October 19, 2018 - 3 minute read -
Paper Summary Machine Learning Reinforcement Learning

This paper focuses on improving RL algorithms by decomposing the scalar reward function into a composition of multiple reward functions. The key idea is that challenging domains’ reward functions cannot be easily reduced into a low dimensional representation so decomposition can alleviate this.

Some advantages of decomposition are - more efficient learning since each sub-reward usually depends only on a subset of the features - sub-reward functions are more generalizable / transferrable - multimodal representation of rewards

Note that by decomposing the reward, we are encoding domain knowledge through the given decomposition. An interesting direction is the automatic discovery of these sub-reward / subgoal functions.

To efficiently learn the sub-rewards, each sub-reward is assigned a separate agent. These agents and sub-rewards are learned in parallel on the same sample sequence with off policy learning. An aggregator module combines all of the sub-reward functions and selects the current action based off of the aggregated values.

The authors are able to improve performance further by removing irrelevant features, identifying terminal states, and using “pseudo-reward” functions (Generalized Value Function), which are rewards that do not depend on the environment. Note again that all of these improvements require domain knowledge.

The authors experiment on a fruit collection task, where 5 fruits are randomly placed in 10 fixed locations on a 10x10 grid. They decompose the reward down into 10 different sub-rewards, each sub-reward representing a potential fruit location. Each sub-reward function takes in the existence of a fruit at the location and the current state of the agent. The aggregator simply takes a mean of the sub-rewards. The authors show that HRA is able to beat baselines and augmented baselines.
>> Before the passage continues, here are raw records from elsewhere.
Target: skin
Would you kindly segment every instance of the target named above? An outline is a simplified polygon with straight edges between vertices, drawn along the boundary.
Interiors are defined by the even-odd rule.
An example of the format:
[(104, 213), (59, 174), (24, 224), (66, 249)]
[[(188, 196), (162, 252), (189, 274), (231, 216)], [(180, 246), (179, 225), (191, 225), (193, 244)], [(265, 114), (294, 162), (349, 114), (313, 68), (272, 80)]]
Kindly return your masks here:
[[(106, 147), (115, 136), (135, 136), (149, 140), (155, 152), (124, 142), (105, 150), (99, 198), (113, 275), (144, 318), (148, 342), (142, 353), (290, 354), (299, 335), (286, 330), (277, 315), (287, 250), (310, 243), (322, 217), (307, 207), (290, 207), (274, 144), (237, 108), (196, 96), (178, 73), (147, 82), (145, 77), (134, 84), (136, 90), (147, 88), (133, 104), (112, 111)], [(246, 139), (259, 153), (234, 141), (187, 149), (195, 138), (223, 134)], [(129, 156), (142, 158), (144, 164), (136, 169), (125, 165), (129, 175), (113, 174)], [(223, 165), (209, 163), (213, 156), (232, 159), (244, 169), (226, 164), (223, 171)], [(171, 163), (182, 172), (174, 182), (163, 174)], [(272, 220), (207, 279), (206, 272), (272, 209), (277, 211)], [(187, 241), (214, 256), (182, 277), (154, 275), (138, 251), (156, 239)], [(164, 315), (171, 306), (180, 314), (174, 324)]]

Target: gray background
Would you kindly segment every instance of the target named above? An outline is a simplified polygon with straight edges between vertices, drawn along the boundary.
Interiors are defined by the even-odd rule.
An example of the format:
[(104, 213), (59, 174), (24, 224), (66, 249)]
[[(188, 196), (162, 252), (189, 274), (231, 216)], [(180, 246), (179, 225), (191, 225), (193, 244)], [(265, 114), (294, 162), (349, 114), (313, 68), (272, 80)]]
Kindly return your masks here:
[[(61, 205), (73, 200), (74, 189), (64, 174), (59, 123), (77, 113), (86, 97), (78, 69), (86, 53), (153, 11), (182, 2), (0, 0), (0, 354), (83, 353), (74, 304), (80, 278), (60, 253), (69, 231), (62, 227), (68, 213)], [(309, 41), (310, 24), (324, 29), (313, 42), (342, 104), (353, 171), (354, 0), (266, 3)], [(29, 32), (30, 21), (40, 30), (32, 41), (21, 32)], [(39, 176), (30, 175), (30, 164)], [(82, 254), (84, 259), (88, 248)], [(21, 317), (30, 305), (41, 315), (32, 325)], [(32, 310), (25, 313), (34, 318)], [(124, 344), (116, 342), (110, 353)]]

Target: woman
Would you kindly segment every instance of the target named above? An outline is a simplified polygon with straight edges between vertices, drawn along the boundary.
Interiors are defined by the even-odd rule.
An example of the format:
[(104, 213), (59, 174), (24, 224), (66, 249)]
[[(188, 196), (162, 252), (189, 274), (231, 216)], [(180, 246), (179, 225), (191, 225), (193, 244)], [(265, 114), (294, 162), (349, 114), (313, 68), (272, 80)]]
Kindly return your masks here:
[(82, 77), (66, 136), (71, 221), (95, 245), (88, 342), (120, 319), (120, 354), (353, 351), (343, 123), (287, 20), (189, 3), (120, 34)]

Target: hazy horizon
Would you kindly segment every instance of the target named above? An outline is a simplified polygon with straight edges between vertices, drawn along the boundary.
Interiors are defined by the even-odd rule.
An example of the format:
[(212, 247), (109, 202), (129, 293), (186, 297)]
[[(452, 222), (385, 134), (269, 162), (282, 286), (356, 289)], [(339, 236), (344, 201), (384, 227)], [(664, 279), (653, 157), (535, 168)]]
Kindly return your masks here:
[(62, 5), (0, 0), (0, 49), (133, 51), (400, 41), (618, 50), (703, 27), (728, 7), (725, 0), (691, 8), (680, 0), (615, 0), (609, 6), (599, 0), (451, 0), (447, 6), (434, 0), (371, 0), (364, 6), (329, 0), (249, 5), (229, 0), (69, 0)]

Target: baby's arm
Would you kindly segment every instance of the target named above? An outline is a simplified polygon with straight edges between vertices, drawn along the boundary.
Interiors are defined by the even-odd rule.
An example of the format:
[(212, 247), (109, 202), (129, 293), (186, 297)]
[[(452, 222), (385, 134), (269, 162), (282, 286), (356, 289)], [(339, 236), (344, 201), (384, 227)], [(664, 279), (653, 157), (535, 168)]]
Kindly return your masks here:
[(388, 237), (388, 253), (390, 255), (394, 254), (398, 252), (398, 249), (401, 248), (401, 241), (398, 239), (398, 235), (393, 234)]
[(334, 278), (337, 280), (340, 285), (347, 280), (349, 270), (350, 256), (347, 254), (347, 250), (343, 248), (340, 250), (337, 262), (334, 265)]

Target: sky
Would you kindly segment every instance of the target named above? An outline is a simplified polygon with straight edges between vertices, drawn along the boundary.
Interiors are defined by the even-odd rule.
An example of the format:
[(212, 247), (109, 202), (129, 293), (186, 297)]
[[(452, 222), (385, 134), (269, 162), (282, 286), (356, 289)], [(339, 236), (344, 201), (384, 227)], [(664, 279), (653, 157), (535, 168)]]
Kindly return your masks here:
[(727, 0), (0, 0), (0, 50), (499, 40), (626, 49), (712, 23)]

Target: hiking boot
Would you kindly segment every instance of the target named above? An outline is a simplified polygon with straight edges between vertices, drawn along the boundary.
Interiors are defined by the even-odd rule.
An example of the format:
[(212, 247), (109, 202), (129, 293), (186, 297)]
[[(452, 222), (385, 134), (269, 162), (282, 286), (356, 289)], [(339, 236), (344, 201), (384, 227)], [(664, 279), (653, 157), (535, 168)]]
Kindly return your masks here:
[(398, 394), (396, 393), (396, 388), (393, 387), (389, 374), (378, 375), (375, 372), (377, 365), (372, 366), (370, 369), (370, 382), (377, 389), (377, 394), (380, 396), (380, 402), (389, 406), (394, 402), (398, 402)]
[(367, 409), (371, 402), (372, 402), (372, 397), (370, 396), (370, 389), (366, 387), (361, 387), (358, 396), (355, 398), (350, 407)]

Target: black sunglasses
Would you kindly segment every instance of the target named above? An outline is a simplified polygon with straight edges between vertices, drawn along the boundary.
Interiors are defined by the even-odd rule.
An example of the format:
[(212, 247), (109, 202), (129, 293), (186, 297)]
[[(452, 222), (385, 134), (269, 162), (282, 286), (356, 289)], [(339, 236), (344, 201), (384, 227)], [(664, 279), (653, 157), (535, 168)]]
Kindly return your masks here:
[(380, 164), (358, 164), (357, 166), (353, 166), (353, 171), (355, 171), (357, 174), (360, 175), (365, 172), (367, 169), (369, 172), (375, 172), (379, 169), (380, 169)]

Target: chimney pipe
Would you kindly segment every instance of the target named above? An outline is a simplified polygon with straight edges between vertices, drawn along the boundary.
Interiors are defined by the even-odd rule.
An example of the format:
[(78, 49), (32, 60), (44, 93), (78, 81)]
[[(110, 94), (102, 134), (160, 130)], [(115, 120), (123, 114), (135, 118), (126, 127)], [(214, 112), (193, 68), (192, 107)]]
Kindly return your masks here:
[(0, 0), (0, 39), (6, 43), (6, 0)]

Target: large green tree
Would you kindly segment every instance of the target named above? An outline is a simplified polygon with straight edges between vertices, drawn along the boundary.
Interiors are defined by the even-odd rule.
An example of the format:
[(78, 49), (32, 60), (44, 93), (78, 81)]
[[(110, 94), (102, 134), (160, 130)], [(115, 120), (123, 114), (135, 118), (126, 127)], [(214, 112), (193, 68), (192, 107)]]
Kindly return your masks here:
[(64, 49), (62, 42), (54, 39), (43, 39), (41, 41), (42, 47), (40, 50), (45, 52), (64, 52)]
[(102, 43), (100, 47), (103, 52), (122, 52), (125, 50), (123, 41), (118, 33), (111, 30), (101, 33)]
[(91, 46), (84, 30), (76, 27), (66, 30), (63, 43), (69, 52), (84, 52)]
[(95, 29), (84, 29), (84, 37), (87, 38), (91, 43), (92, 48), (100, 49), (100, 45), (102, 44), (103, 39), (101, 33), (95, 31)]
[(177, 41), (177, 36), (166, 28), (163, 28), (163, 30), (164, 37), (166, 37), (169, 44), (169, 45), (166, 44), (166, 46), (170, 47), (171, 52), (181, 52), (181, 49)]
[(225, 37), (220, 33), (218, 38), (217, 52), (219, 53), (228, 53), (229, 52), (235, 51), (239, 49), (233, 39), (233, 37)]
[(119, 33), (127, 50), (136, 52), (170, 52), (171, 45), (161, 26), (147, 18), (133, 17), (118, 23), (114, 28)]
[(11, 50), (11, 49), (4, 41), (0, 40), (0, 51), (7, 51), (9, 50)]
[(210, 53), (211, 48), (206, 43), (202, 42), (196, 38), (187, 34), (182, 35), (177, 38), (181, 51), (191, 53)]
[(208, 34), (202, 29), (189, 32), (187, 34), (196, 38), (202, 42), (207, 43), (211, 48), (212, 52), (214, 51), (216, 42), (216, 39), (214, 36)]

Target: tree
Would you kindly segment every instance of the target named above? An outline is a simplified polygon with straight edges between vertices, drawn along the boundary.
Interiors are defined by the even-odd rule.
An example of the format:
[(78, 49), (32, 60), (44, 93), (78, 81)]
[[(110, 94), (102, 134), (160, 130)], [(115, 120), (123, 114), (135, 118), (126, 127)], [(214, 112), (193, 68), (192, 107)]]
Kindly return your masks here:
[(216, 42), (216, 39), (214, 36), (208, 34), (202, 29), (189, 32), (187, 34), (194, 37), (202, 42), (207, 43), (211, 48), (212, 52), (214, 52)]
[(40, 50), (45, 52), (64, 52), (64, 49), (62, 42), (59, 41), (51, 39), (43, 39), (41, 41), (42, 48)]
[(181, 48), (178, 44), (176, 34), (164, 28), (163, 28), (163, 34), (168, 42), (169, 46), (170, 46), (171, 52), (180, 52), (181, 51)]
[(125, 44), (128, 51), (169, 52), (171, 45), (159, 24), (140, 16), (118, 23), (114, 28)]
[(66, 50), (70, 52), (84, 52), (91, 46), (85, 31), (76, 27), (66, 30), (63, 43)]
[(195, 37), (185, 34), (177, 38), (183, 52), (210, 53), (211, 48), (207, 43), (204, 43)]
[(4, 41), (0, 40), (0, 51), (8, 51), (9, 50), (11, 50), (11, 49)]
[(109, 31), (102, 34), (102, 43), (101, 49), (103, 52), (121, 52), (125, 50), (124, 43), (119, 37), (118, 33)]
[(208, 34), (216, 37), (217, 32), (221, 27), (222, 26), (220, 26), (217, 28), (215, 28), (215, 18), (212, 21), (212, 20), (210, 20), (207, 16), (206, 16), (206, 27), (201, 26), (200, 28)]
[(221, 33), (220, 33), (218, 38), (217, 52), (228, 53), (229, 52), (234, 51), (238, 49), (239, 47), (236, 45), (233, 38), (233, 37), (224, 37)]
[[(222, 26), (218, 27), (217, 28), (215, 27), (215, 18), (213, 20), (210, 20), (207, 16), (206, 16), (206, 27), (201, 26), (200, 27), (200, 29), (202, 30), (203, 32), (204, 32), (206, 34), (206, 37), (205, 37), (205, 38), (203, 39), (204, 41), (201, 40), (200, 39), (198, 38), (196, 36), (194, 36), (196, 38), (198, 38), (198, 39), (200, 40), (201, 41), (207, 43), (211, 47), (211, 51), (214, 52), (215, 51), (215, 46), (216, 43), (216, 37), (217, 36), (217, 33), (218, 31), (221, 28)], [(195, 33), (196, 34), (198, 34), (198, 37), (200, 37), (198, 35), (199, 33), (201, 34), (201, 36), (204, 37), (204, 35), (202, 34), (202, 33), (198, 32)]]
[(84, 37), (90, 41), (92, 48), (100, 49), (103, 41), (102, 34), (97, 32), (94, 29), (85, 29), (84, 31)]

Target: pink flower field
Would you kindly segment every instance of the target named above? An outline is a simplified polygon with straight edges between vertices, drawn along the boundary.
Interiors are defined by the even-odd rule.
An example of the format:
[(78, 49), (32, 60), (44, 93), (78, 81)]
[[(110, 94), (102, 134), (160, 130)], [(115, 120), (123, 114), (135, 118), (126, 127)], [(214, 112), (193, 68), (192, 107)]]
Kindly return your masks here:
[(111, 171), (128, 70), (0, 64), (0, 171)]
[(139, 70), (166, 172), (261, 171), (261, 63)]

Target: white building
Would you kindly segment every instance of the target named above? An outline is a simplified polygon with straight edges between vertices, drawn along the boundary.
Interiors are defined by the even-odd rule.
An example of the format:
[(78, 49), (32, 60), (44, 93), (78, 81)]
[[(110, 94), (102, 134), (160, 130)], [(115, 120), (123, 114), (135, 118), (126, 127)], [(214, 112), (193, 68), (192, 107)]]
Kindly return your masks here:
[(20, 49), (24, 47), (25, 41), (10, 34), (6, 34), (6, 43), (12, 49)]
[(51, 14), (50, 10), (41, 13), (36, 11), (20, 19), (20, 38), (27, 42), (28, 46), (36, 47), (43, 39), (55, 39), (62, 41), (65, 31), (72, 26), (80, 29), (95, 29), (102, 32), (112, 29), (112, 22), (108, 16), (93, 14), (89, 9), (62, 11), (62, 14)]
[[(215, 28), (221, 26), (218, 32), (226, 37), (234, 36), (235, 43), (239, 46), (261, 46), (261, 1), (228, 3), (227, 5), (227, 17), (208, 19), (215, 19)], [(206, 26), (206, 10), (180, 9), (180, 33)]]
The authors also experiment on Ms.PacMan, and are able to achieve SOTA results by solving the game. They also create sub-rewards for pellets, fruits, ghosts, and blue ghosts. Initially, the HRA starts off with 0 GVF and 0 pellet reward functions. The agent wanders around the maze, discovering new map locations it can reach. A GVF function is created for each of these new locations. When the agent finds a pellet at a new location it creates a new head corresponding to the pellet.

The Q values for an object (pellet, fruit, ghost, blue ghost) are set to the output of the GVF that corresponds with the objects location (moving objects use a different GVF each time) multiplied with a weight that is set equal to the reward received when the object is eaten.

The authors also implement a special reward function, the executive memory function. When a human reaches the maximum of his ability, he looks for favorable situations and memorizes them. This is akin to a “habit”. The executive memory function records every sequence of actions that lead to the completion of a level without any death. When faced with the same level, the function will output a very high value for the recorded action sequences, forcing the aggregator module to choose the recorded actions. This simplified module does not generalize, but could be an interesting further direction to look into.

They have a “Fixed Start” and a “Random Start” mode, where the executive memory is able to exploit the fixed start mode. In both cases, the authors show that HRA is able to beat benchmarks by a lot because it is able to exploit domain knowledge more efficiently than its competitors.